The Sensitivity to initial conditions of the Co-orbital outcomes of Lunar Ejecta

TL;DR

This study investigates how initial conditions, especially Earth's orbital eccentricity, influence the likelihood of lunar ejecta becoming co-orbital with Earth, revealing that outcomes are relatively insensitive to Earth's eccentricity but depend on launch speed.

Contribution

It provides a comprehensive analysis of the sensitivity of lunar ejecta co-orbital outcomes to Earth's orbital eccentricity over different epochs, expanding previous findings.

Findings

Co-orbital outcomes are only slightly affected by Earth's eccentricity variations.

Higher launch speeds decrease the overall probability of co-orbital capture.

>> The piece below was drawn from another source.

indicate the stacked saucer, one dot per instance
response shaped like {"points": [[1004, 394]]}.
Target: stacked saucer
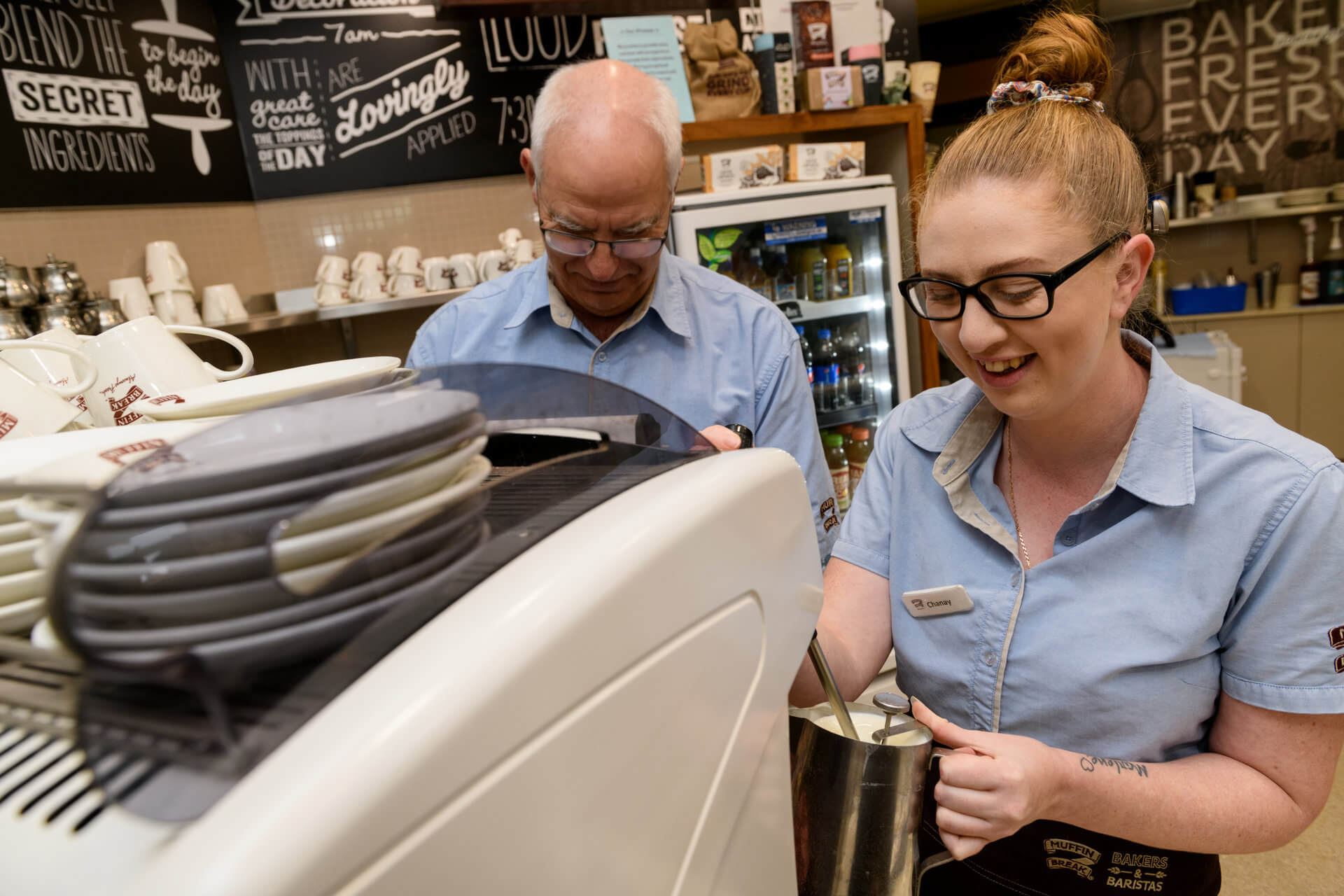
{"points": [[20, 582], [296, 384], [81, 456], [269, 538]]}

Long-lived horseshoe and quasi-satellite states are more common at higher launch speeds.

Abstract

Lunar ejecta, produced by meteoroidal impacts, have been proposed for the origin of the near-Earth asteroid (469219) Kamo'oalewa, supported by its unusually Earth-like orbit and L-type reflectance spectrum (Sharkey et al., 2021). In a recent study (Castro-Cisneros et al. 2023), we found with N-body numerical simulations that the orbit of Kamo'oalewa is dynamically compatible with rare pathways of lunar ejecta captured into Earth's co-orbital region, persistently transitioning between horseshoe and quasi-satellite (HS-QS) states. Subsequently, Jiao et al. (2024) found with hydrodynamic and N-body simulations that the geologically young lunar crater Giordano Bruno generated up to 300 Kamo'oalewa-sized escaping fragments, and up to three of those could have become Earth co-orbitals. However, these results are based upon specific initial conditions of the major planets in the Solar System, close to the current epoch. In particular, over megayear time spans, Earth's eccentricity undergoes excursions up to five times its current value, potentially affecting the chaotic orbital evolution of lunar ejecta and their capture into Earth's co-orbital regions. In the present work, we carry out additional numerical simulations to compute the statistics of co-orbital outcomes across different launch epochs, representative of the full range of Earth's eccentricity values. Our main results are as follows: Kamo'oalewa-like co-orbital outcomes of lunar ejecta vary only slightly across the range of Earth's orbital eccentricity, suggesting no privileged ejecta launching epoch for such objects; the probability of co-orbital outcomes decreases rapidly with increasing launch speed, but long-lived HS-QS states are favored at higher launch speeds.